René Dávila
MÉXICO.-En el Hospital de Gineco Obstetricia No 23 del Instituto Mexicano del Seguro Social (IMSS), de la ciudad de Monterrey, Nuevo León, la señora Brenda Fabiola dio a luz a un bebé con peso de 5 kilos 400 gramos. No obstante de que el parto fue por cesárea, llama la atención la talla y peso de Diego, ya que por lo regular los bebés macrosómicos -definición que se les da a los niños que nacen con un peso mayor a los cuatro kilos al nacer-, son producto de madres diabéticas, pero este no es el caso
Aunque este tipo de alumbramientos, llamado macrosómicos, pueden ser factor de riesgo para la obesidad, en este caso, Diego y Paola Montserrat, su primera hija, no presentan esta problemática.
El doctor Raúl Cortés Flores, titular del servicio de ginecología de esa Unidad Médica, explicó que el recién nacido alcanzó una talla de 56 centímetros, él y su mamá de 21 años de edad, no tienen estas complicaciones de salud. No es común que una mujer dé a luz a más de un bebé macrosómico; hace un año dio a luz a Paola Monserrat, quien pesó al nacer 4 kilos 400 gramos.

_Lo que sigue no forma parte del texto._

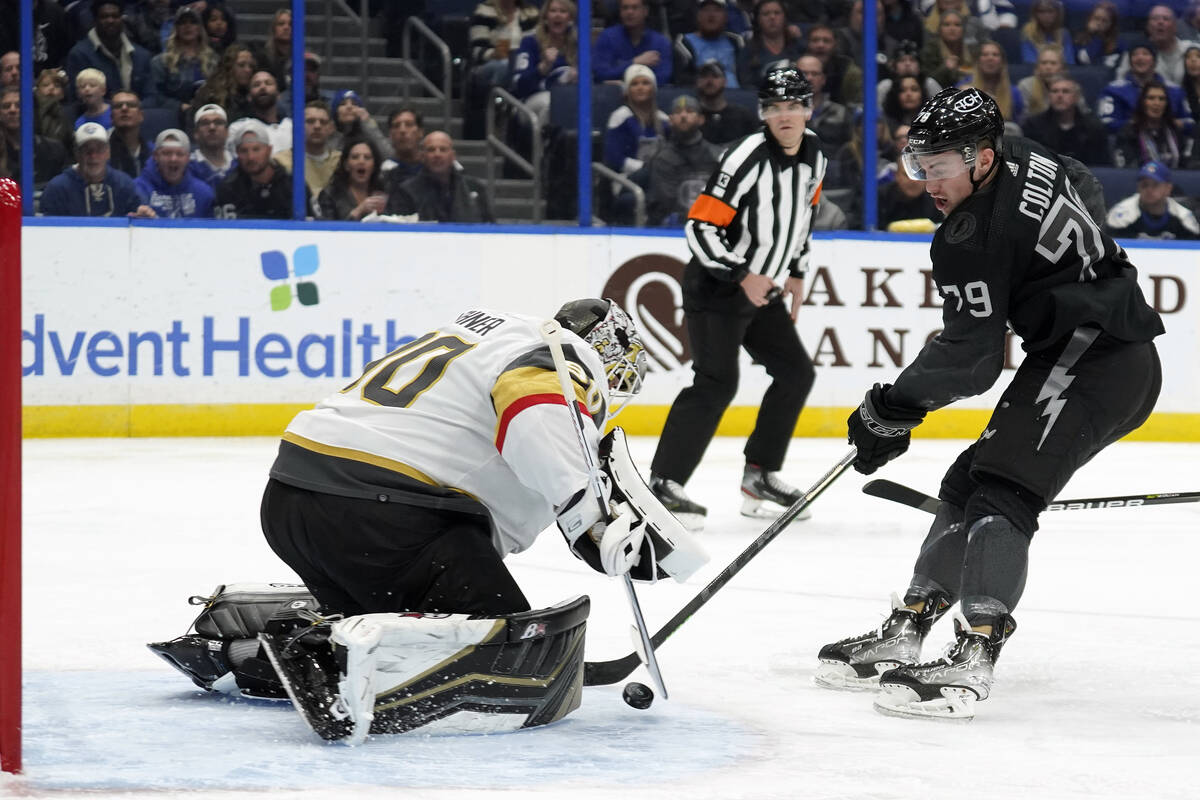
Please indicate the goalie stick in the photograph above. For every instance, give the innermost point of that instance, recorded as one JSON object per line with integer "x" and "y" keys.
{"x": 552, "y": 335}
{"x": 897, "y": 493}
{"x": 605, "y": 673}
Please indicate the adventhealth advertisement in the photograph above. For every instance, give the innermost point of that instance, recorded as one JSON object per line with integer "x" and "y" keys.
{"x": 185, "y": 317}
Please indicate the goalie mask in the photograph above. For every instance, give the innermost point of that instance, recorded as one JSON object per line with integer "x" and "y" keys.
{"x": 612, "y": 334}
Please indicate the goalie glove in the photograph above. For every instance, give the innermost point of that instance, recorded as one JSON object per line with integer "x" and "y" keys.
{"x": 640, "y": 535}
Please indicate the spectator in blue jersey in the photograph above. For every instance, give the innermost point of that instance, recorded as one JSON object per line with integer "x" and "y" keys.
{"x": 1152, "y": 212}
{"x": 1099, "y": 42}
{"x": 712, "y": 41}
{"x": 773, "y": 41}
{"x": 1047, "y": 25}
{"x": 631, "y": 42}
{"x": 496, "y": 30}
{"x": 107, "y": 48}
{"x": 546, "y": 58}
{"x": 634, "y": 134}
{"x": 210, "y": 161}
{"x": 93, "y": 188}
{"x": 1152, "y": 133}
{"x": 168, "y": 187}
{"x": 1120, "y": 97}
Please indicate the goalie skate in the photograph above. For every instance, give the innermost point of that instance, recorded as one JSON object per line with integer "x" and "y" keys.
{"x": 766, "y": 497}
{"x": 856, "y": 663}
{"x": 949, "y": 687}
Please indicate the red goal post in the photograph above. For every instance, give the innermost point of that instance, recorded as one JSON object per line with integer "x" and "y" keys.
{"x": 10, "y": 476}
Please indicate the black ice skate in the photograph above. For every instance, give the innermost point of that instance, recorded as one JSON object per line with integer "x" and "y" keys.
{"x": 857, "y": 662}
{"x": 762, "y": 491}
{"x": 672, "y": 497}
{"x": 946, "y": 689}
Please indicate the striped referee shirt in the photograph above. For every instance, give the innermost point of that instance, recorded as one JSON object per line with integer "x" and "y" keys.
{"x": 755, "y": 215}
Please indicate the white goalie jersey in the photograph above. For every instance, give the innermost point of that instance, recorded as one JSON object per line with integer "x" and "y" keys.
{"x": 467, "y": 417}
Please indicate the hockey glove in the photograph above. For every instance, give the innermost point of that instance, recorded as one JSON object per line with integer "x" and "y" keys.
{"x": 879, "y": 431}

La macrosomía puede ser un factor que favorezca la obesidad en estos niños, pero en el caso de Paola Monserrat no fue así, ya que la niña actualmente es de talla delgada, lo mismo se espera para Diego.
Se considera que el 10 por ciento de las madres con diabetes mellitus pueden procrear este tipo de bebés macrosómicos, quienes al nacer presentan inestabilidad metabólica; es decir dificultades para controlar la glucosa en la sangre y los electrolitos, y Diego no esta expuesto a estos riesgos ya que su mamá no sufre de diabetes.
Hace aproximadamente cinco años, se presentó un caso similar de un bebé con un peso superior a los cinco kilos, en el Hospital General de Zona No 6 del IMSS en San Nicolás de los Garza, aquel niño peso poco más de seis kilos.